The ghost of Saturday night

Even though I found her story a bit on the stalkerish side, I reached out. At the start, I got spaghetti out of it.

At that point in my writing career, I was hitting three writing groups a week. Sunday (which I eventually led for like four years), Tuesday, and Wednesday. A typical week for me when I was driving is that I’d generate 3000-4000 words, then cull it down to around to 2000 for group consumption. Basically, run the rough draft by the Sunday group, take the revision to Tuesday, the next revision to Wednesday.

Sundays were a sober affair at Fair Trade and could go from four to twenty-four attendees on any given Sunday. The place was always accommodating and we never had to fight for space (didn't hurt that it was a mellow coffee-shopped vibe). Tuesdays were at Carly’s and were boozy enough to be interesting, especially since it attracted a fair amount of ASU Virginia Piper people (if you don’t know… oh well). Wednesdays were largely a Sci-Fi sausage fest and it was at one of those meetings that I met Shari.
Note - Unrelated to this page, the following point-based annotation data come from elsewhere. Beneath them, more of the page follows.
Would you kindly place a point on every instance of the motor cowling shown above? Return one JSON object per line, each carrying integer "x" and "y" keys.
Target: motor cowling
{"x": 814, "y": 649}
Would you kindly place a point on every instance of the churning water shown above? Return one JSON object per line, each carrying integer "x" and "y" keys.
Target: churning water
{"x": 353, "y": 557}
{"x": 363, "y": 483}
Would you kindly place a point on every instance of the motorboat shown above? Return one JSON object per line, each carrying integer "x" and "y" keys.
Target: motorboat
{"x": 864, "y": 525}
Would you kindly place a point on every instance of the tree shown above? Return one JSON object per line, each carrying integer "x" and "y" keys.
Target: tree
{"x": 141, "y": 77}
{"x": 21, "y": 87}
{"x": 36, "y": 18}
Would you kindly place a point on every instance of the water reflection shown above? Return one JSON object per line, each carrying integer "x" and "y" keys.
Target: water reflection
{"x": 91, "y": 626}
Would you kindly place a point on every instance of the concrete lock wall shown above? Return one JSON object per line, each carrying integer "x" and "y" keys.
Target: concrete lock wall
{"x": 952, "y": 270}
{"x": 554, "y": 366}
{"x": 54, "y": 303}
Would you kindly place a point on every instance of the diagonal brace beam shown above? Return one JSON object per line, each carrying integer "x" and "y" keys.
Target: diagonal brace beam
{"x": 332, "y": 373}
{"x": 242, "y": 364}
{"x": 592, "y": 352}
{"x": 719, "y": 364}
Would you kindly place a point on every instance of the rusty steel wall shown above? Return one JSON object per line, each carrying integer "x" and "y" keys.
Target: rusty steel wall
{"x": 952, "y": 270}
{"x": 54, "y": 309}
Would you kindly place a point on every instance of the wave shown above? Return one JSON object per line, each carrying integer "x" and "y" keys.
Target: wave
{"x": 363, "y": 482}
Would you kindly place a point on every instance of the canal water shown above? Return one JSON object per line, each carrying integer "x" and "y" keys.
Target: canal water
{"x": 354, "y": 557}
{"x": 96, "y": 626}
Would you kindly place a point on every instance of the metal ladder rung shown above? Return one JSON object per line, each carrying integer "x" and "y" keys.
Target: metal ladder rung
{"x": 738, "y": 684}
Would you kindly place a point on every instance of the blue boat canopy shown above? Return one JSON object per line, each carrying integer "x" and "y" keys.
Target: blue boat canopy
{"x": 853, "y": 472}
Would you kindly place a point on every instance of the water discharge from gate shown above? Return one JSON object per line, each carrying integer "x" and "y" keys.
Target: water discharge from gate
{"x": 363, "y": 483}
Writing group meant you printed copies of your work so the rest of us could mark it up. Shari’s copy was red-inked and shouting and, when we got past him reading, she lit into him. I’d been attending these groups for over a year and I’d never heard anyone roast another writer like she did. And it wasn’t rude, it was just a masterfully constructed logical takedown of his narrative.

Of course, I was attracted.

Turned out, she’s an ASU professor of philosophy which, well, I only have a BA in philosophy but I could never nail down what tradition she was coming from. Ever. Years later, I couldn’t tell you.

She asked me over for spaghetti and we really hit it off. Drank a couple bottles of wine, hit a pipe continuously, and talked philosophy (and other things) late into the morning. Then fucked.

Well, that turned into a year. And it really worked out because, the taxi industry went tits up. My boss pleaded with me to come out and drive while Shari pleaded with me to move in, drop the cab gig, and just write. She’d pay the bills, I’d take care of her pets and house, write, and play in the kitchen. And it was an awesome kitchen—huge double oven, a six-burner stove. Home all day, writing (eventually up to chapter ten), I got into cooking shows and actually cooking. And got really good at it.

When I moved in with Shari, I was writing chapters six and seven in tandem, weaving in different narratives and trying to keep the timeline consistent. Chapters eight through ten (and some of eleven) got worked there while I made some amazing food.